Мы идем по улице Кирни до площади Роберта Льюиса Стивенсона, что в Китайском городке. Усаживаемся на газон. Статуя писателя, черно-зеленая от плесени, кажется покойником, сбежавшим из морга, расположенного как раз напротив. Чахлые деревца несут возле него почетный караул, словно рахитичные дети с деревянными ружьями. Волоча ноги, проходит старик китаец; на минуту задерживается и мочится на пьедестал. Из роскошного ресторана рядом с моргом выходит компания громко переругивающихся итальянцев.
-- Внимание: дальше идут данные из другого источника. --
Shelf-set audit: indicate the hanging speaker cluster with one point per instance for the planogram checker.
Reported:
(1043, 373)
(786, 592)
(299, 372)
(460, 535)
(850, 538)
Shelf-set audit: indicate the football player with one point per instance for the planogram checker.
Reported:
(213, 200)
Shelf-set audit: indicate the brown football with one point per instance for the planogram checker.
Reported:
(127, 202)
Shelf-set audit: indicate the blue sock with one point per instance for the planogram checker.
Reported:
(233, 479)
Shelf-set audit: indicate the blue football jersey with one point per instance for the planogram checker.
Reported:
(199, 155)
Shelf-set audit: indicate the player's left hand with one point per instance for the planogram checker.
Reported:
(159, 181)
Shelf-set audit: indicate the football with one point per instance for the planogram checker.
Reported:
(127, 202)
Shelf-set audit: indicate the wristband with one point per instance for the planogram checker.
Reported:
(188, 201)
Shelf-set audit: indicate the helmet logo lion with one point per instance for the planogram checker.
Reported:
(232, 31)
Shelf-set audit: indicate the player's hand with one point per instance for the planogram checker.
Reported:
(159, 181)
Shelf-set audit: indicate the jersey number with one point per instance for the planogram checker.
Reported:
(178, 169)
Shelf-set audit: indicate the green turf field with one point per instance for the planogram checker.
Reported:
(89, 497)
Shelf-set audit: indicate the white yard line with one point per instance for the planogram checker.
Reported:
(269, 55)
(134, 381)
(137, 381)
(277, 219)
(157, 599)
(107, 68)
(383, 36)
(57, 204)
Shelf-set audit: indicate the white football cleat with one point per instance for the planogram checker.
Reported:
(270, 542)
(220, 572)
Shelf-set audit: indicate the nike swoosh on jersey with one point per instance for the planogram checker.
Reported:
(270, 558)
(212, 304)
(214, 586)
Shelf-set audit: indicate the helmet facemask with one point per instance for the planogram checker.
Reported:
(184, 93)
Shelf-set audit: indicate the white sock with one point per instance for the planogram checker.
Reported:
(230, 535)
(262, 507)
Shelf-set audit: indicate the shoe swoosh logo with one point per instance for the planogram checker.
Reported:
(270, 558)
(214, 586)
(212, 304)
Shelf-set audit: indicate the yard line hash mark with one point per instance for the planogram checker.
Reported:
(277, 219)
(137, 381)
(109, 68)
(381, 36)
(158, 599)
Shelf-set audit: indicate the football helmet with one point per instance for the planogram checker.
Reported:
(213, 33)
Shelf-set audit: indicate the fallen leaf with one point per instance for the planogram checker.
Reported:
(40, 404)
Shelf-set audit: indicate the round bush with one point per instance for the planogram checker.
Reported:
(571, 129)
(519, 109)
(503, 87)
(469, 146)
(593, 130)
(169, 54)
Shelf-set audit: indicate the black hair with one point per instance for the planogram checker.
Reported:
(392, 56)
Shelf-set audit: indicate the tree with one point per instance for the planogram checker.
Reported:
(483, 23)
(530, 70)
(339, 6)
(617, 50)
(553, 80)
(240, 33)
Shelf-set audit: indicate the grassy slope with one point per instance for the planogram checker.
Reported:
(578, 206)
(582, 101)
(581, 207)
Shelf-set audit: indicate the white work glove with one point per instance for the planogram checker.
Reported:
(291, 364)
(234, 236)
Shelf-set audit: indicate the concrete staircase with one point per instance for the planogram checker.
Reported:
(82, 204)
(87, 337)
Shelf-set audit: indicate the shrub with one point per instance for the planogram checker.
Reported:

Идальго предлагает:

— Пошли выпьем. Я тут знаю один бар. Переоденешься завтра.

Снаружи бар походил на косметический салон. Стены из прочного стекла, толщиной в кирпич, повсюду имитация мрамора. Огненно-пурпурное световое объявление из размашистых — громоздких букв гласило: «Крепкие напитки». Дверью служила кожаная занавеска, инкрустированная бронзой. Когда мы вошли, я сперва ничего не мог разобрать. Помещение было погружено в синеватую мглу. Я слышал только приглушенные голоса и звяканье стаканов. Идальго тащил меня за рукав, и вскоре я оказался сидящим на высоченном табурете у стойки. Огромное зеркало тускло отражало наши физиономии. Стоящая в углу радиола, оборудованная диктофонной приставкой, осветилась тысячью разноцветных огоньков, и гнусавый голос, словно принадлежащий тряпичной кукле, спросил: «What would you like to hear?»[9] Кто-то, споткнувшись о собственную тень, с трудом выговорил: «Bl… Bl… Danube»[10]. Раздался скрежет иголки, затем еще какие-то странные звуки, как если бы невидимая женщина извлекала пластинки из отнюдь не подходящего для этого места, и только уж потом «Голубой Дунай» закружил в вальсе воображаемых лошадей.